É uma abelha que cada vez mais vou descobrindo e tem sido uma desilusão. Penso que não foi esta abelha que o Irmão Adam deixou. A buckfast neste momento caminha a passos largos para uma abelha de «carne», não para uma abelha de produção. Não sei o que os criadores desta raça têm feito para a conservação das características originais das abelhas herdadas do Irmão Adam, mas arrisco-me a dizer que o foco tem sido em mantê-las apenas calmas para ser uma abelha de reprodução no estado híbrido.
Neste momento sinto-me cada vez mais confiante na selecção e trabalho com a abelha negra. Vou-me agarrar à linha que reproduzi em 2018 que chamava de M3.
Quanto às pessoas que gostam de trabalhar com híbridos é preciso ter consciência que para funcionarem, e ter bons resultados no que diz respeito à produção, tem de ter um criador de rainhas que lhes forneça rainhas fecundadas em F1 … e que tudo o que passar dai é «lixo», não vai funcionar, com a agravante de que até essas linhas voltarem a estabilizar é preciso muito tempo.

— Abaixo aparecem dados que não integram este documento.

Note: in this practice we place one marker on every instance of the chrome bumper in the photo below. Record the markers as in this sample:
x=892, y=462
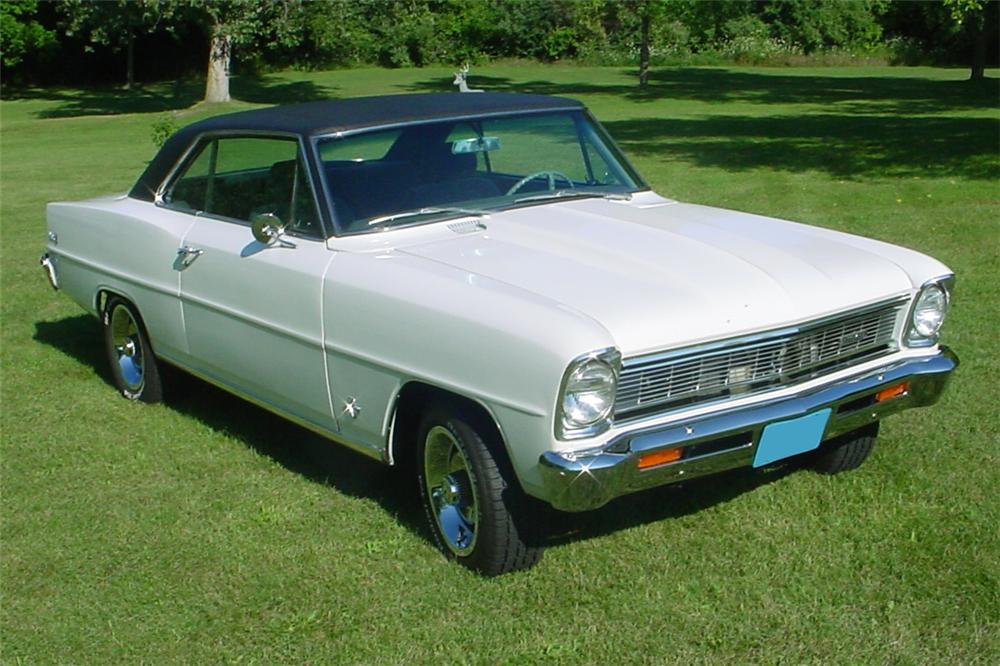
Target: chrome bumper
x=726, y=440
x=50, y=270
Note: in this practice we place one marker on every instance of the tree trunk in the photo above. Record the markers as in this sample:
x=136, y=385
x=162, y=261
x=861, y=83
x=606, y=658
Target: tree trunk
x=978, y=50
x=644, y=51
x=217, y=82
x=130, y=62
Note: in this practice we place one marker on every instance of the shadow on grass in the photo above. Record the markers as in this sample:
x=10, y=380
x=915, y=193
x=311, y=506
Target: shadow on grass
x=322, y=461
x=168, y=96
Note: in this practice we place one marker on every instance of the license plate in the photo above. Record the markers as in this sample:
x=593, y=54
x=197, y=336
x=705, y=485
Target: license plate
x=789, y=438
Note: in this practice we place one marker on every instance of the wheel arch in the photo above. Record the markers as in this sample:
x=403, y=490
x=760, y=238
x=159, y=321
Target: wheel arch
x=409, y=405
x=102, y=295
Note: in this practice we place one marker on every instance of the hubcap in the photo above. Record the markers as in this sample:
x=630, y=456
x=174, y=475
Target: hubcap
x=125, y=339
x=450, y=489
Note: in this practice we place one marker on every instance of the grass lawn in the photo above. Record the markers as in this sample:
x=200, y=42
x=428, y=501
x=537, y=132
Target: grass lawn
x=205, y=530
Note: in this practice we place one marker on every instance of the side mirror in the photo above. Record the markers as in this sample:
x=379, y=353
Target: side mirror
x=266, y=228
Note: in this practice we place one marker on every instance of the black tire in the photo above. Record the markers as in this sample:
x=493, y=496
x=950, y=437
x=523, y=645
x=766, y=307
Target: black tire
x=133, y=365
x=845, y=452
x=475, y=508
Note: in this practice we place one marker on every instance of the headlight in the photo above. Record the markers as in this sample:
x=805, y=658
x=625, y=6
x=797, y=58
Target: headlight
x=588, y=395
x=928, y=313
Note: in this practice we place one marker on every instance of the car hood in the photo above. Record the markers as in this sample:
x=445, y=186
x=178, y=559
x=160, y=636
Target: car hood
x=657, y=273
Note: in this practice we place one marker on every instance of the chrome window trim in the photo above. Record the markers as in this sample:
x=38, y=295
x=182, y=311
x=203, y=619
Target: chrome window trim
x=193, y=149
x=315, y=139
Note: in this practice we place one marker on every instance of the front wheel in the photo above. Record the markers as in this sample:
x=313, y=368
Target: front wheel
x=474, y=506
x=133, y=365
x=845, y=452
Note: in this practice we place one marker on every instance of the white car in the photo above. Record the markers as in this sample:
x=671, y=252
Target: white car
x=483, y=287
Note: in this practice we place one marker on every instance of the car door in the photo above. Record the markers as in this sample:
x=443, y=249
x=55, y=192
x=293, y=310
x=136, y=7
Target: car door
x=252, y=310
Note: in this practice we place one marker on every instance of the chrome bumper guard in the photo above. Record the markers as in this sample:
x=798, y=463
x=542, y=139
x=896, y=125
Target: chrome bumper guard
x=727, y=440
x=50, y=270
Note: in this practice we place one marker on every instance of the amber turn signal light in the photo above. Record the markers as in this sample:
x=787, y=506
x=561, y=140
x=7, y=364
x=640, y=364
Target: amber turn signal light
x=660, y=457
x=892, y=392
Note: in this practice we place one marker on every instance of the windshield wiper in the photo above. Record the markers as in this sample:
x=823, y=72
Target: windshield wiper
x=433, y=210
x=564, y=194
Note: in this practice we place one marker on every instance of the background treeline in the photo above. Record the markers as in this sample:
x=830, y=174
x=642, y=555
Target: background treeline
x=81, y=41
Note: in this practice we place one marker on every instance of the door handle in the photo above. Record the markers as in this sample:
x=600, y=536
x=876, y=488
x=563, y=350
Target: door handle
x=187, y=254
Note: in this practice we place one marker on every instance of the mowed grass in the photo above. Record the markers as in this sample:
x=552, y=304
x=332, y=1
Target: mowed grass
x=205, y=530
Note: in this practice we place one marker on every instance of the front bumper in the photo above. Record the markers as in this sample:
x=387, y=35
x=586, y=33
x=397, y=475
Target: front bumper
x=728, y=439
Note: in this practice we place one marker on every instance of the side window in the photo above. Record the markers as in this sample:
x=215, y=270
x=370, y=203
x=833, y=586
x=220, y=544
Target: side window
x=242, y=177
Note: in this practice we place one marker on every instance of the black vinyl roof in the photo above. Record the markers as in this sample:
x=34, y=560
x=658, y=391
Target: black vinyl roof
x=338, y=115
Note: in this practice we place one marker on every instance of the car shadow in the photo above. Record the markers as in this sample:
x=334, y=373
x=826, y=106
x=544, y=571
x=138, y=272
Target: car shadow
x=324, y=462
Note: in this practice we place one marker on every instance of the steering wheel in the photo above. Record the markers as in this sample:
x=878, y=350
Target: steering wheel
x=550, y=175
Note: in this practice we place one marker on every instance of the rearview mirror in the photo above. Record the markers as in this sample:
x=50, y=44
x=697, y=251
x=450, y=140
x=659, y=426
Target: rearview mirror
x=483, y=144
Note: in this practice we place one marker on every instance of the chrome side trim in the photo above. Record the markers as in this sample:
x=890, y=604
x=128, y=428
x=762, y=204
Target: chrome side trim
x=580, y=481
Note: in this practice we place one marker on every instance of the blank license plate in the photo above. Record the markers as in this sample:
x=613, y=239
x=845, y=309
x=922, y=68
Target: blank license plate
x=789, y=438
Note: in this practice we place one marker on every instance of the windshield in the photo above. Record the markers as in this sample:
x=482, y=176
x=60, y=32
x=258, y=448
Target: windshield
x=427, y=172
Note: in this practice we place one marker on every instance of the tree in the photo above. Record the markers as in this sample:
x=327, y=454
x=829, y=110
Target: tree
x=20, y=34
x=115, y=24
x=247, y=24
x=642, y=14
x=971, y=15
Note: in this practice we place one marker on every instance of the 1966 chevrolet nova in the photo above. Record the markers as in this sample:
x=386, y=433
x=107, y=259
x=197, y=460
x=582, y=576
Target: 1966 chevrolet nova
x=482, y=287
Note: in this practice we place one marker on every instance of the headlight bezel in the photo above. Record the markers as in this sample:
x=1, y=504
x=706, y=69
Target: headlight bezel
x=912, y=337
x=565, y=428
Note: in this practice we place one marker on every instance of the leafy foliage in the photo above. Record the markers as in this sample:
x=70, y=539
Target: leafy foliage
x=271, y=34
x=20, y=32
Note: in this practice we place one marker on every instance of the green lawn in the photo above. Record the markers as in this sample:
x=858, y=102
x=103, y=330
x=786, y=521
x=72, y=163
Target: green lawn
x=205, y=530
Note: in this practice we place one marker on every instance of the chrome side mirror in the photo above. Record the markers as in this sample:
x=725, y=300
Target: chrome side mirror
x=268, y=228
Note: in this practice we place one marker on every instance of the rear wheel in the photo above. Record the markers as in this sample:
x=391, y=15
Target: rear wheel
x=133, y=366
x=845, y=452
x=475, y=508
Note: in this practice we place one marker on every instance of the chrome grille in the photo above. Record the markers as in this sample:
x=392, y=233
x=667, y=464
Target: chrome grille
x=745, y=365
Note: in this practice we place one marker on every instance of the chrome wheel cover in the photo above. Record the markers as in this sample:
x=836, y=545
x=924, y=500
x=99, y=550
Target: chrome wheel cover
x=450, y=491
x=125, y=338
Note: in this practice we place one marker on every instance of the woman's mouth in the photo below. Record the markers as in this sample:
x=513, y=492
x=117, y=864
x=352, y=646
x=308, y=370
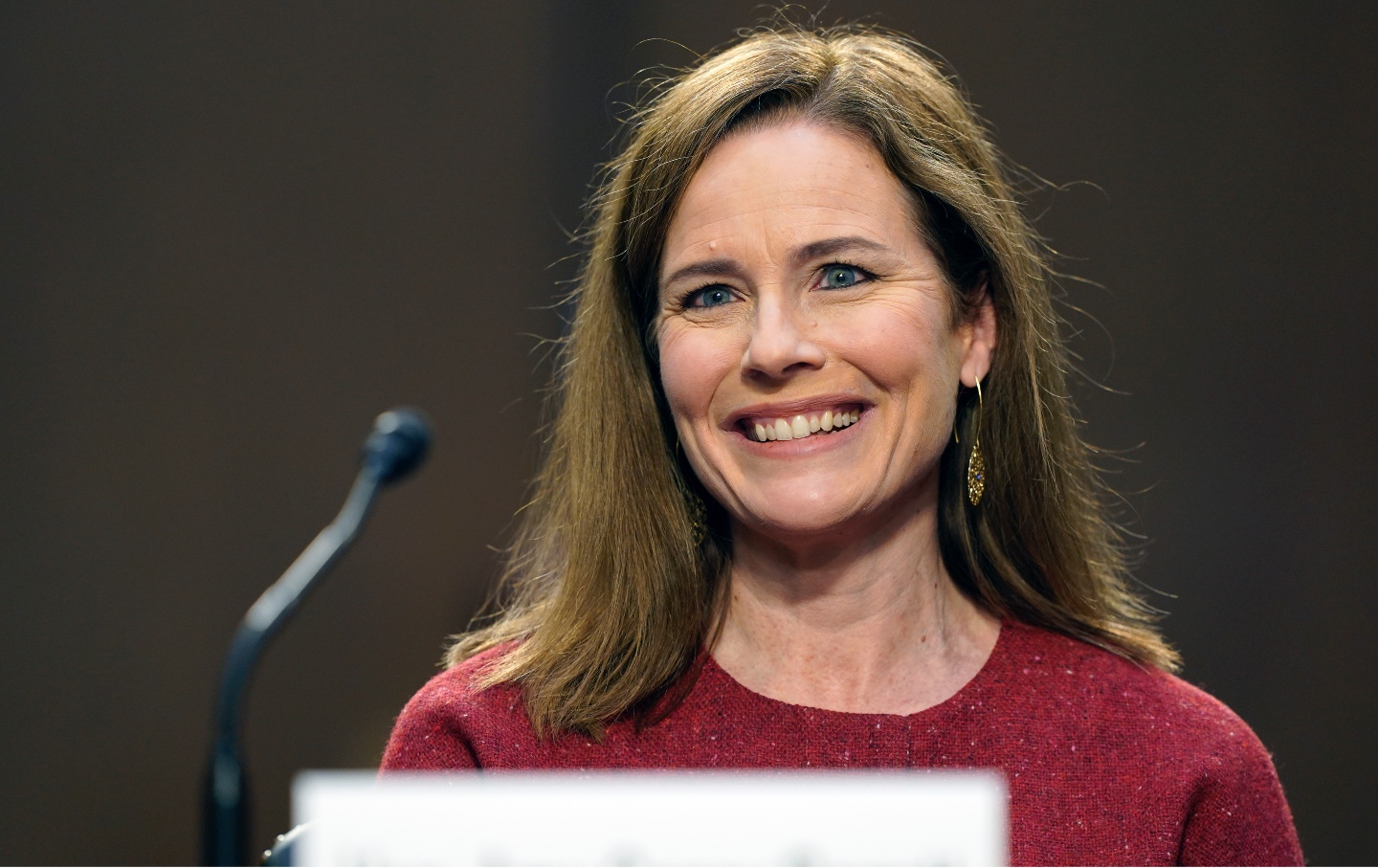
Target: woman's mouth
x=763, y=429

Boas apis a todos.” André Silva
Em boa parte julgo que a decepção que o André teve com as actuais buckfast (que alguns ingleses já apelidam jocosamente de “fastbuck”, isto é, “dinheiro rápido”) está ou na falta de competência dos actuais criadores, ou na sua falta de seriedade, ou na falta de condições, ou tudo isto junto. Acerca das condições dos apiários de acasalamento o Irmão Adam é mutíssimo claro acerca da sua importância quando escreveu: “Tudo isso [referindo-se ao programa de melhoramento da abelha buckfast que liderou ao longo de muitas décadas, num apiário isolado em Dartmoor] seria impossível sem um apiário devidamente isolado. Os apicultores suíços deram ao mundo um exemplo valioso na sua criação científica de abelhas pela introdução de estações de acasalamento. A inseminação artificial é de grande valor científico, mas o uso de apiários de acasalamento ainda é o único meio pelo qual podemos produzir rainhas confiáveis de super qualidade.”
Nota: em Portugal há uns quantos criadores de abelhas de linhas exóticas. Não estão a infringir nenhuma lei do país que eu conheça. Esta publicação não é para eles, por isso dispenso os seus comentários, porque nem eu os convencerei a mudar de linha de acção nem eles me convencerão que estou errado, ou que o André não observou o que observou. Acredito que estamos bem conscientes das vantagens, limitações e desvantagens das linhas exóticas. Este publicação é para os apicultores mais “verdes”, que podem estar a ponderar introduzir linhas exóticas nos seus apiários para experimentar. Como refere o André, a poluição genética depois de introduzida demora a limpar. Se mesmo assim desejarem avançar com a compra não deixem de perguntar ao fornecedor/criador dessas linhas se tem uma estação de acasalamento devidamente isolada que garanta uma fecundação livre na ausência de zângãos ibéricos, condição necessária à boa qualidade das rainhas que pretendem adquirir.
Concordo plenamente com o André, com os meus 50 anos de experiência fico triste por ver gente a ir na conversa da introdução de outras espécies poluindo tudo o que temos de bom.